SO 36 – Kreuzberger Kulturinstitution gerettet

DS/1751/III

Mündliche Anfrage

Ich frage das Bezirksamt:

1. Die Klubbetreiber der Kreuzberger Kulturinstitution SO 36 haben eine Mietvertragsverlängerung erhalten. Inwieweit war das Bezirksamt an den Verhandlungen zwischen Vermietern und dem Trägerverein Sub Opus beteiligt?

2. In der Vergangenheit gab es Probleme mit dem Lärmschutz. Inwieweit sind die inzwischen gelöst?

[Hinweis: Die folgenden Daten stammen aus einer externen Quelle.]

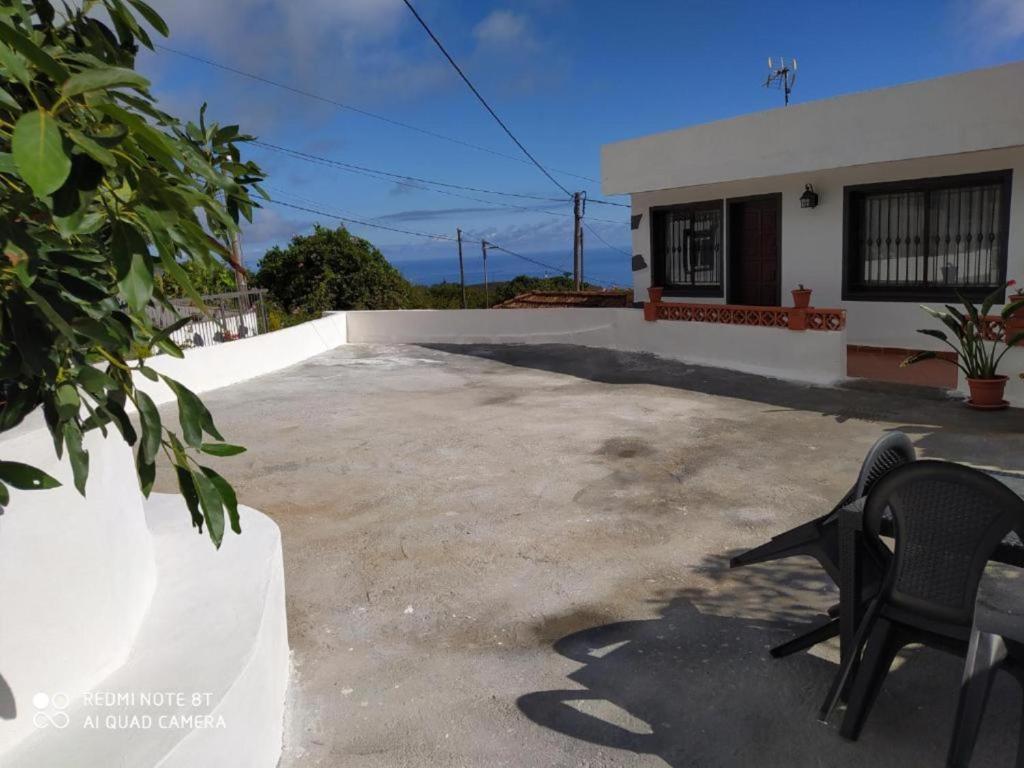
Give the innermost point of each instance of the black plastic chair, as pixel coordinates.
(948, 519)
(819, 538)
(996, 642)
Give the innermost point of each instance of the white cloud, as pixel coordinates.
(1000, 20)
(503, 28)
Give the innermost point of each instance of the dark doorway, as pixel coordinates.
(755, 250)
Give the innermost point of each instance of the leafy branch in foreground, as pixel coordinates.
(101, 194)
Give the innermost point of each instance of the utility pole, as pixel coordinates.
(579, 207)
(486, 288)
(462, 271)
(240, 272)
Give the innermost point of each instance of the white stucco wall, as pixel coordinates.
(812, 239)
(78, 573)
(971, 112)
(204, 369)
(809, 355)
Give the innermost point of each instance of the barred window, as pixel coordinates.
(928, 239)
(687, 248)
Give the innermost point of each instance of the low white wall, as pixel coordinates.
(211, 368)
(77, 573)
(801, 355)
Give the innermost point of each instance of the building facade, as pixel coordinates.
(910, 195)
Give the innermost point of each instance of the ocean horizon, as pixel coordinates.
(603, 265)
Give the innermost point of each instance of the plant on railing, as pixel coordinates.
(978, 355)
(101, 192)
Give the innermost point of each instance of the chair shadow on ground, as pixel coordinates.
(8, 707)
(941, 428)
(695, 685)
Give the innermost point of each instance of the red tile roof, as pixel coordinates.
(548, 299)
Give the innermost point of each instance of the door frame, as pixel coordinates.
(732, 256)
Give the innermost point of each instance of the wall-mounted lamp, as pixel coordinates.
(809, 199)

3. Was bedeutet der Vertragsabschluss für den Bezirk?

Dr. Schulz:

Zu 1: Es hatte ja einen Wechsel gegeben bei der Hausverwaltung und mit dem Wechsel gab es dann auch einen, doch erheblichen Konflikt zwischen den Betreibern und der neuen Hausverwaltung und dieser Konflikt führte dazu, dass der Mietvertrag gekündigt wurde und zu diesem Punkt habe ich dann die beiden Vertragspartner oder noch Vertragspartner dann zu Gesprächen. Nach mehreren Verhandlungen ist es dann auch gelungen, beide Partner wieder zu einem gemeinsamen Gespräch zu einem neuen Vertrag zu bewegen. Das war nicht ganz einfach und das erkennt man schon daran, wielange das gedauert hat, dass dieser Vertrag überhaupt zustande gekommen ist.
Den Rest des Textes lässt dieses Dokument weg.